Article by The Canadian Press via Global News
As provinces begin drafting laws for the control and sale of cannabis on their territories, a case that the Supreme Court of Canada will hear in a few weeks threatens to derail their plans.
Ontario and Quebec, for instance, want to create provincial cannabis monopolies. As a consequence, Quebecers and Ontarians would be prohibited from mail-ordering recreational cannabis from licensed producers outside their home province or buying pot from anyone other than their provincial government.
But on Dec. 6, the Supreme Court begins hearing arguments in a case that could mean the end of state-run monopolies as they apply to another favourite Canadian vice: alcohol.
If the justices rule in favour of a New Brunswick man fighting against provincial liquor monopolies, the decision will almost certainly trigger lawsuits across the country seeking to dismantle similar government-run corporations for marijuana, according to legal and trade experts.

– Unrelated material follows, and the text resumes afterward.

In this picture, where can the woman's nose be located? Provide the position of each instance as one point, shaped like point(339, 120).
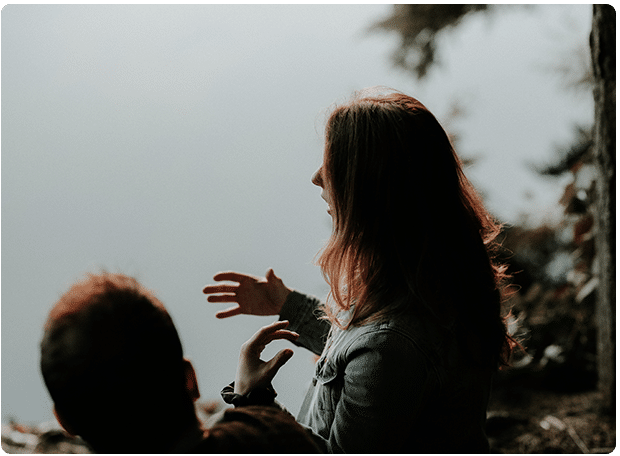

“It would mean big changes — a more free and fair cannabis industry,” said Jack Lloyd, one of the lawyers representing marijuana activists who received intervener status in the Supreme Court case.
The case began in 2012, when the RCMP arrested Gerard Comeau on his return to New Brunswick after he had bought alcohol in Quebec.
He was fined for violating New Brunswick law, which limits the amount of booze that can be brought into the province from elsewhere in Canada.
Comeau contested the ticket, arguing Sec. 121 of the Constitution Act, 1867, mandates that all Canadian goods be admitted freely across the country.
His lawyers argued the fathers of Confederation wanted a single market for all products made in Canada.